Someone with a bleeding heart will I'm sure...question is will it be the NDP and will they scream like little girls for us to take over the mission?  Of course, the Congolese government doesn't want us there anyway...hey, didn't we have a problem with that place back in the 60's?  And didn't they have a bit of a problem with us?  Maybe I'm just getting my history screwed up.

MM


----------



## Journeyman (23 Aug 2010)

Hey, there's big changes happening. 

Why just last month, the UN Security Council voted _unanimously_ to change the mission's title from United Nations Mission in the Democratic Republic of Congo (MONUC) to United Nations Organization Stabilization Mission in the Democratic Republic of the Congo (MONUSCO).

If that doesn't sort out the rebels and the Congolese Army, I don't know what will   :nod:


----------



## Kat Stevens (23 Aug 2010)

Victory declared, peace in our time.  now back to headquarters for debriefing and cocktails.


----------



## PPCLI Guy (23 Aug 2010)

I would not be at all surprised if we found ourselves in the Congo over the next few years


----------



## SeanNewman (23 Aug 2010)

While I certainly make no effort to speak for the CF or for anyone else, I strongly get the feeling that if Canada ever sends us on a blue beret mission like they did in the 90s (or earlier), they are going to get very different mission results.

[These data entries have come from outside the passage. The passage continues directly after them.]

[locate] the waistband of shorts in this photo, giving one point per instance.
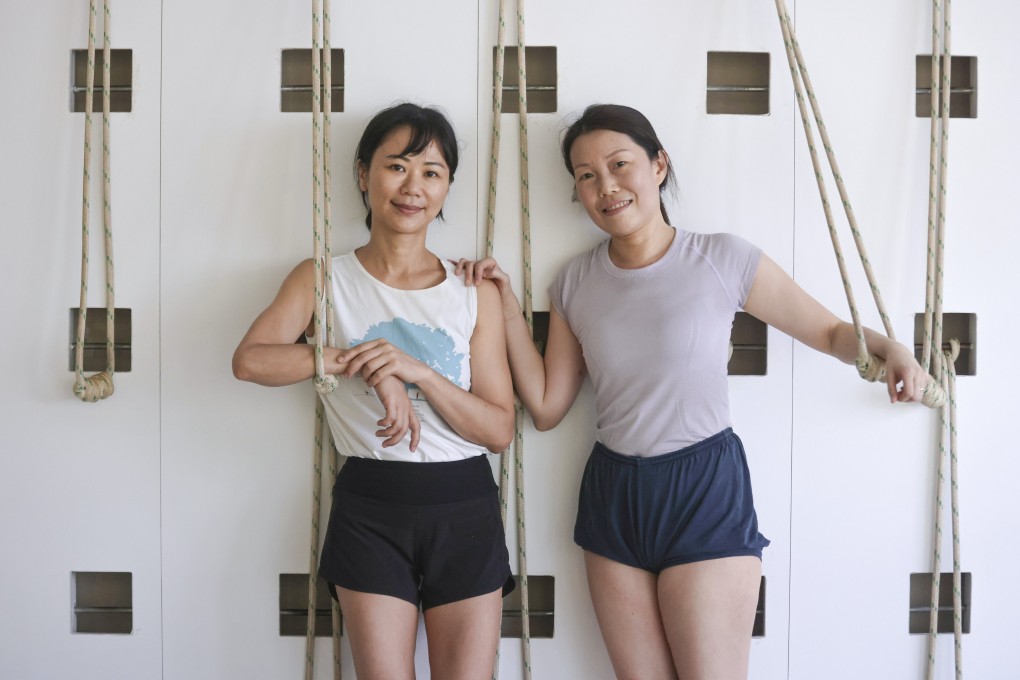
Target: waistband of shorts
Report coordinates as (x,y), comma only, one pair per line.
(645,461)
(417,483)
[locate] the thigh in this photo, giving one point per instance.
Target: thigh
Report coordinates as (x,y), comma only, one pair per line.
(708,613)
(463,637)
(626,606)
(381,631)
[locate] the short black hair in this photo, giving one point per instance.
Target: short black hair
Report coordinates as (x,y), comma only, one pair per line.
(427,124)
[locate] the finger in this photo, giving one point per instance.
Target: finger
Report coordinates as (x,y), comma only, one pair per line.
(358,365)
(890,386)
(415,429)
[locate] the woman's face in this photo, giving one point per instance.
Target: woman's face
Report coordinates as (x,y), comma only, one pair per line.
(617,182)
(405,193)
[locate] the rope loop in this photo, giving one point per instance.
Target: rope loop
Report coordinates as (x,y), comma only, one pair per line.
(871,368)
(325,384)
(954,352)
(91,388)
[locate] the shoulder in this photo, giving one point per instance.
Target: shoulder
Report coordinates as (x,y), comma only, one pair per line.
(580,264)
(719,244)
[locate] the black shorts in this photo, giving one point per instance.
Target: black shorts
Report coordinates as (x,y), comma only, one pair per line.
(661,511)
(428,533)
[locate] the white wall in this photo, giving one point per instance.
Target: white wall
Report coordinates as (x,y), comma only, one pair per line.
(199,485)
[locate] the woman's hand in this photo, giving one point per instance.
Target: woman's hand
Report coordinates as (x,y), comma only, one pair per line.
(904,376)
(475,271)
(400,416)
(378,359)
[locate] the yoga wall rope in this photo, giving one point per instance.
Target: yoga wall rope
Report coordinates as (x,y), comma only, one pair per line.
(870,367)
(99,385)
(940,389)
(324,335)
(944,364)
(518,441)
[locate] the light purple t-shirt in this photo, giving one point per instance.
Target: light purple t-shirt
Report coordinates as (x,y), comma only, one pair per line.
(656,340)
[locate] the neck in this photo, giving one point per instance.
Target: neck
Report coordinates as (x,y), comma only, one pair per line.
(642,248)
(400,260)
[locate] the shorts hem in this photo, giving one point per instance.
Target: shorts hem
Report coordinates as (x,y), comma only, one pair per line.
(504,588)
(614,558)
(705,557)
(333,585)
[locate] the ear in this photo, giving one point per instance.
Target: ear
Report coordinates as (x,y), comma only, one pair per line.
(362,176)
(661,164)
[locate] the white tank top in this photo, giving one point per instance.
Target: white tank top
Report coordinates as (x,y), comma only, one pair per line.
(434,325)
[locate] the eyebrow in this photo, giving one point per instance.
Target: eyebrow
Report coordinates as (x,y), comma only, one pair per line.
(404,157)
(609,155)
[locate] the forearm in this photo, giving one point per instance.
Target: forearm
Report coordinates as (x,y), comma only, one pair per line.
(485,423)
(845,344)
(274,365)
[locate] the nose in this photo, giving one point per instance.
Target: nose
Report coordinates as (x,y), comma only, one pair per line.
(412,184)
(607,185)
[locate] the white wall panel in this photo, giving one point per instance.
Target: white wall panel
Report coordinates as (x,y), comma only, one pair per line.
(199,484)
(237,217)
(863,472)
(79,482)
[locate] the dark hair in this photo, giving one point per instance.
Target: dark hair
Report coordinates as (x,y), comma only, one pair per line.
(627,121)
(427,124)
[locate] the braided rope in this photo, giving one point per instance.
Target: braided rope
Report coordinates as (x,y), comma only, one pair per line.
(518,446)
(313,553)
(323,383)
(324,332)
(494,164)
(948,429)
(954,492)
(326,449)
(941,363)
(99,385)
(525,217)
(933,192)
(870,367)
(936,334)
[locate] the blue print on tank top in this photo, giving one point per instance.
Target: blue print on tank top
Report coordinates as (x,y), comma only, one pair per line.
(432,347)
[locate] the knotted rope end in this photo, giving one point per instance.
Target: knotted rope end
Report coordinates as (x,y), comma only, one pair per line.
(871,368)
(325,384)
(94,387)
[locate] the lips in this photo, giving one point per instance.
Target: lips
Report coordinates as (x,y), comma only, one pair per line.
(407,209)
(614,208)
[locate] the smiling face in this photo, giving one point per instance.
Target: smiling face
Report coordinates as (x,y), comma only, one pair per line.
(405,192)
(617,182)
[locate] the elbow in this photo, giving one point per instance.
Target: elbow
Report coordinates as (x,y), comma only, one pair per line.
(502,439)
(240,368)
(544,423)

Even with oppressive ROE, I just don't know of anyone I serve with that would allow that sort of thing to happen nearby without making all efforts to stop it.

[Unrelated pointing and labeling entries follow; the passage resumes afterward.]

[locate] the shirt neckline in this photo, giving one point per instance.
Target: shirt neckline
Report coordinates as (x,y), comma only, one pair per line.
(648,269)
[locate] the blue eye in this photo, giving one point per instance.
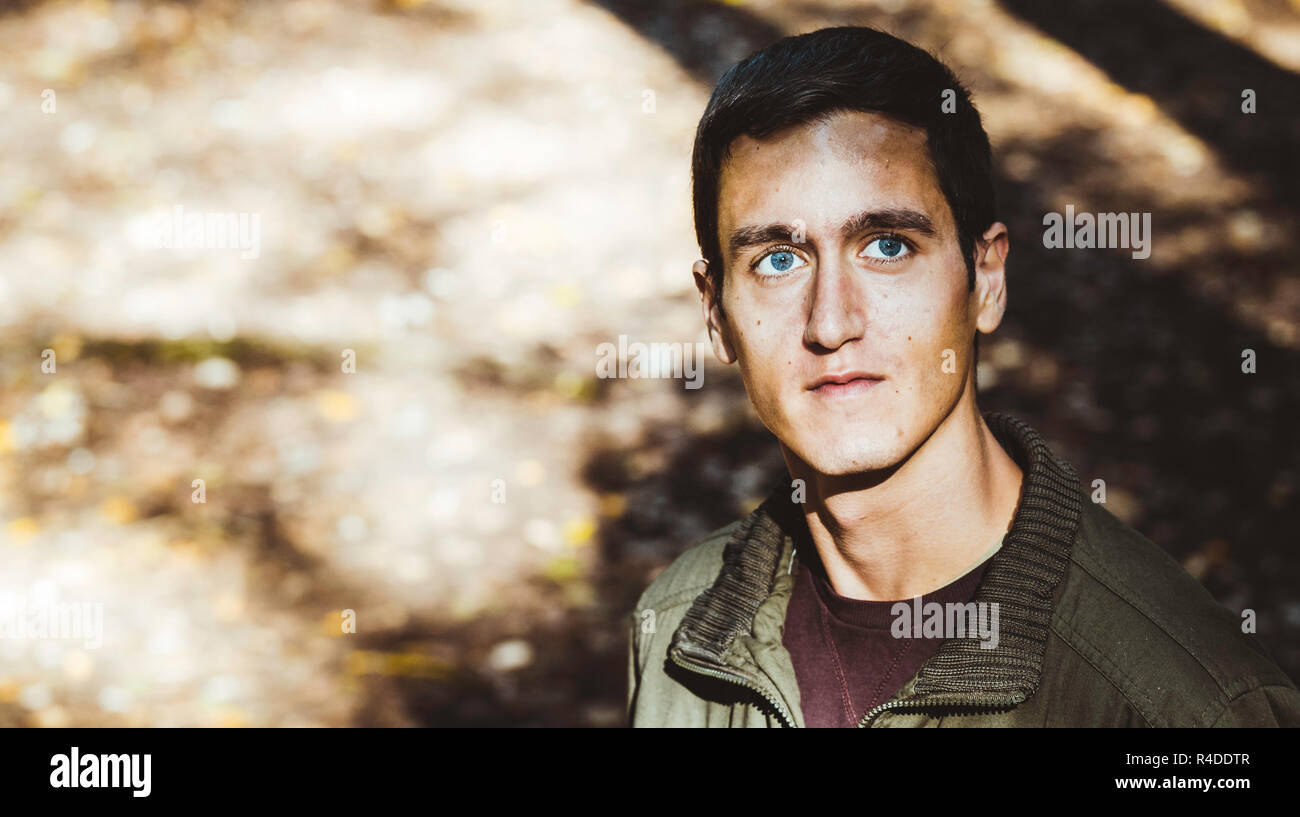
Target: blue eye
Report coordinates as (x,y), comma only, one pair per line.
(779,263)
(887,247)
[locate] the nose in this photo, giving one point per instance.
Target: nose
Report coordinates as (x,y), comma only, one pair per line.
(836,306)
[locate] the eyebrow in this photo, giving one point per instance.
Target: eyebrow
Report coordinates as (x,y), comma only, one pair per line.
(898,219)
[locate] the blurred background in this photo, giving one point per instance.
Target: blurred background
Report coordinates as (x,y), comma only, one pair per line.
(466,198)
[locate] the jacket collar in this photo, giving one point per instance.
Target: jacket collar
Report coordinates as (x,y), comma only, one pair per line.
(1021,578)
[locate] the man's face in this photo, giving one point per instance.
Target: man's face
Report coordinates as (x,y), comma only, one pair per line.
(845,290)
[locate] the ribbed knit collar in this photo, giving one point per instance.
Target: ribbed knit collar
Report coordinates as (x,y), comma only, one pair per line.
(1021,578)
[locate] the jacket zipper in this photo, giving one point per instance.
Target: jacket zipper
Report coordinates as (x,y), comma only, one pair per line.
(911,703)
(740,679)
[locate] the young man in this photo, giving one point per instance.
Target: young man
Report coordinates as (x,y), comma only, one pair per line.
(923,563)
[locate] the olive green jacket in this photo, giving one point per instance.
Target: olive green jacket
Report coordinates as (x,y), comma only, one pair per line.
(1097,627)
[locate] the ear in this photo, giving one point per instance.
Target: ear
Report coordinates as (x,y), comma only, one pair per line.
(713,308)
(989,295)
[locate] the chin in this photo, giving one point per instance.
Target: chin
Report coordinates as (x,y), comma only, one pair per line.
(846,454)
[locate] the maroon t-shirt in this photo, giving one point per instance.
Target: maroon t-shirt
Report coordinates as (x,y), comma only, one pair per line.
(846,660)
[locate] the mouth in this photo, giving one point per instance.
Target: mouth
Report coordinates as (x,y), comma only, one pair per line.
(844,384)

I'm not saying that peacekeepers in the 1990s didn't do a great job, just that most of today's soldiers went through training and went through their first tour in a full-combat environment.  Those factors, plus listening to lessons learned like those from Gen Dallaire himself, and you end up with (I believe) a force on the ground that won't be content with "Please stop what you're doing or I'll write it down".


----------



## Edward Campbell (23 Aug 2010)

Petamocto said:
			
		

> While I certainly make no effort to speak for the CF or for anyone else, I strongly get the feeling that if Canada ever sends us on a blue beret mission like they did in the 90s (or earlier), they are going to get very different mission results.
> 
> Even with oppressive ROE, I just don't know of anyone I serve with that would allow that sort of thing to happen nearby without making all efforts to stop it.
> 
> I'm not saying that peacekeepers in the 1990s didn't do a great job, just that most of today's soldiers went through training and went through their first tour in a full-combat environment.  Those factors, plus listening to lessons learned like those from Gen Dallaire himself, and you end up with (I believe) a force on the ground that won't be content with "Please stop what you're doing or I'll write it down".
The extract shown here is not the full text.